Sin embargo, rezaba. Rezaba para que las cosas no le preocuparan ni le pesaran tanto. Rezaba mucho, pero no tenía fe, no creía en nada (él solía decir: "No pidas nunca ayuda a nadie, no pidas cobijo ni esperes que alguien te acoja en caso de necesidad, nadie te acogerá, se anticiparán y te darán mil excusas cuando teman que vas a pedir ayuda, aunque seguramente no la habrías pedido -no podemos, la casa es pequeña, no hay espacio, no tenemos habitaciones...- y te cerrarán la puerta con amabilidad, sintiéndolo mucho, ¿acaso tú no dirías lo mismo si alguien te pidiera refugio?, acepta tu soledad, que estás solo en el mundo, que, rodeados de gente, estamos solos en este maldito mundo").

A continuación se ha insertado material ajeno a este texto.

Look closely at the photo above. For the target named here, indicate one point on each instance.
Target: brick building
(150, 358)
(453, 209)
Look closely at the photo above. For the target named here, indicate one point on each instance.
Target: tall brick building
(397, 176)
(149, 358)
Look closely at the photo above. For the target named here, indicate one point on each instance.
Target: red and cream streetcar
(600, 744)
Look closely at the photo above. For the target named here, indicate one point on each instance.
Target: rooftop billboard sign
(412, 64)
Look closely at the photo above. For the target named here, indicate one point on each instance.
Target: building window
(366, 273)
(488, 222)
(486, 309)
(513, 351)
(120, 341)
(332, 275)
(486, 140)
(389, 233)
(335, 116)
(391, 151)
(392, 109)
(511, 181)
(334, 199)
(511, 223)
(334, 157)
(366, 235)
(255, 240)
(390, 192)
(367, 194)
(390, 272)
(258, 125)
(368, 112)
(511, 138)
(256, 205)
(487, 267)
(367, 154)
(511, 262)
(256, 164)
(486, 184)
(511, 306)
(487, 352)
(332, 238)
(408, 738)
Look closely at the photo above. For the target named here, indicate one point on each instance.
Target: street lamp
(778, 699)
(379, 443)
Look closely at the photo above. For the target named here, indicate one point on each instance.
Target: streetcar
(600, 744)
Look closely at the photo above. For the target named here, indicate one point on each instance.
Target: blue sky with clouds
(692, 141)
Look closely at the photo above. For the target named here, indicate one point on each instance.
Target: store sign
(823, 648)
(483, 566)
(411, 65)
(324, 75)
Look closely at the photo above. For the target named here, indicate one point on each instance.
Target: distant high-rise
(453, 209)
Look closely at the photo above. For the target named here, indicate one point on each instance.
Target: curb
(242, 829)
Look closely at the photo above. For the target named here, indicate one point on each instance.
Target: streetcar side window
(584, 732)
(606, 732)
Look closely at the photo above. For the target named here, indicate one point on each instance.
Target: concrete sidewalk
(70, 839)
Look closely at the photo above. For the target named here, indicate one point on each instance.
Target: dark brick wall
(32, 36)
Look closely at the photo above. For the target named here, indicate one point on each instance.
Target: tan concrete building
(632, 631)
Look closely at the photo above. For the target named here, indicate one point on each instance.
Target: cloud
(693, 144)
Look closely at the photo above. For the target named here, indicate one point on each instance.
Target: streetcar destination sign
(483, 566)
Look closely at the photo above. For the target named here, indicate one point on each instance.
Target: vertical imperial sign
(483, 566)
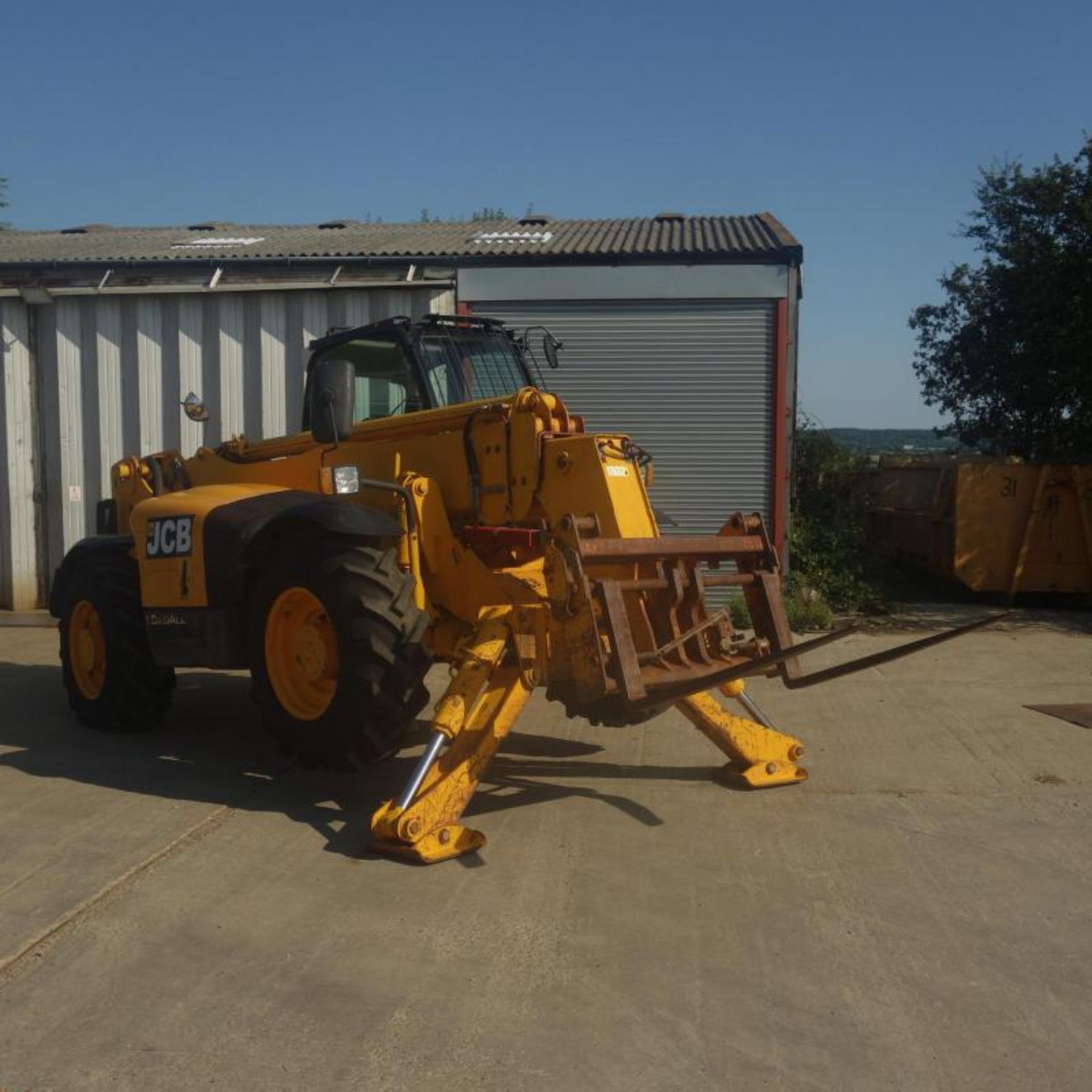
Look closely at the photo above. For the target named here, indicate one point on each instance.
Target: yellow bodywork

Entonces, ¿por qué rezaba si no tenía esperanza? ¿Era un rezar porque sí, un rezar en vano? ¿Tal vez para alcanzar un día un poco de paz de espíritu, aun sin creencias, sin sentir fe alguna en nada ni en nadie? Nunca lo sabremos.
Pero lo cierto es que él continuaba rezando. Rezaba al vacío para que las cosas, incluso las más pequeñas, se conmovieran y se apiadaran de su débil espalda y no le pesaran tanto.